The sense of the sacred is reinforced once you pass beyond Naismith's rules to confront the game today, as it is captured masterfully on film and video and keenly interpreted by artist Paul Pfeiffer. With titles such as John 3:16, Fragments of a Crucifixion (After Francis Bacon), and Four Horsemen of the Apocalypse, the imagery of the New Testament is never far away. The ball, in a video edited so that it only passes from hand to hand to hand, eternally spinning but never shot, never launched toward the basket, never given the chance to score, becomes a manipulated, martyred thing – Jesus cruelly passed from centurion to Pilate to Herod and back again. On another looping video, a player lets fly a ferocious (albeit silent) scream that's punctuated by dozens of flashbulbs in the seats far behind him, his raging outburst repeatedly nailed to the spot by a hundred pinpricks. In a series of large-scale photographs, a single player is captured in action on the court, sometimes in mid-step, sometimes in mid-air, his stature magnified by the straining musculature and low position of the shot – always from the subject's waist down to his ankles. To the crowd beyond – and the crowd is always evident in the shot, distant and small but vast – this larger-than-life figure must be something more than human: He is a bringer of famine, pestilence, war, death. Naismith's homespun creation, with its ball and pair of peach baskets, has given way to arenas of cosmic proportions in which each game plays out the battle of Armageddon.
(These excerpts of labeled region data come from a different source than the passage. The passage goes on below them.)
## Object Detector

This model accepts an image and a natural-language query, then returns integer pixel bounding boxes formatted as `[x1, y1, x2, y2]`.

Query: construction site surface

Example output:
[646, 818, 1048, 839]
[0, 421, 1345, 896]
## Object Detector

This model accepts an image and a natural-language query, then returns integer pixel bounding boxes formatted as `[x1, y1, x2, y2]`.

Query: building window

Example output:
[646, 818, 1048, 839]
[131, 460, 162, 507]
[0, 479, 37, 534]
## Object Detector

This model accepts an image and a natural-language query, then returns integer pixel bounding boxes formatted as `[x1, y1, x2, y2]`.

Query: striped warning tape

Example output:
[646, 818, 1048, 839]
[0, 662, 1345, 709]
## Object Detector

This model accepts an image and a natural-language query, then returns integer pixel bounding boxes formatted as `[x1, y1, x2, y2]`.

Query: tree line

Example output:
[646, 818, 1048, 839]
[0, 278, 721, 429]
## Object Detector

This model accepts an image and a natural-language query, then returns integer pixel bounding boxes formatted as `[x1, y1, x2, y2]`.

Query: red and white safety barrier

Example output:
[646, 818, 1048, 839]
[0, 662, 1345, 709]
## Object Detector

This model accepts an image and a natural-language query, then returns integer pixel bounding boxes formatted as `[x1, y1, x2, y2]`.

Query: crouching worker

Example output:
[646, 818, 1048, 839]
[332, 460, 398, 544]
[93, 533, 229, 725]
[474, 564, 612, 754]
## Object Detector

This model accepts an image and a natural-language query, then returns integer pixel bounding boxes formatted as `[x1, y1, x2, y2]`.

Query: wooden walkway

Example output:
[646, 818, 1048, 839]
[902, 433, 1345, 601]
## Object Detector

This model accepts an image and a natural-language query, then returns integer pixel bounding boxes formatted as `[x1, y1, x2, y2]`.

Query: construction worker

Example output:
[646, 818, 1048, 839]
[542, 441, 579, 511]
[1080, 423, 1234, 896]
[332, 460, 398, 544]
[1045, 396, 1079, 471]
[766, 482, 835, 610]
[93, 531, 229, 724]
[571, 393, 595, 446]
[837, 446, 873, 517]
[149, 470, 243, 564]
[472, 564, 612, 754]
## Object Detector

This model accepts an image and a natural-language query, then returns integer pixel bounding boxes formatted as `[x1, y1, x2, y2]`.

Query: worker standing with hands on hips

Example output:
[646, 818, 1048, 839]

Something's out of scale in this sport now, the images suggest, and it's echoed in the layout of the Blanton show. Guest curator Regine Basha has put plenty of space between the works in a way that calls your attention to it. You sense the galleries as too large for the number of works. But then that's also true of the venues where pro bball is played – those cavernous stadia that hold tens of thousands of spectators. We feel here what we feel there, and what we see in Pfeiffer's digital prints: the great distance between us and the players, literally and figuratively. We can't come close to driving into the paint and dunking the ball and rebounding the way these contemporary titans of the sport do, and so we inhabit the space beyond, we the multitudes, and sit in judgment, cheering when we like what they do, jeering when we don't, criticizing their calls, calling for their heads – often with the rancor of Jehovah at His most smiteful. In doing so, we're not just far from the players but far from the game prescribed by Naismith. He called for the umpire to be the judge of the men, but in the inflated religion practiced today, we have usurped that role.

"The Rules of Basketball" is on view through Jan. 13 at the Blanton Museum of Art, 200 E. Martin Luther King Jr. Blvd. For more information, visit www.blantonmuseum.org.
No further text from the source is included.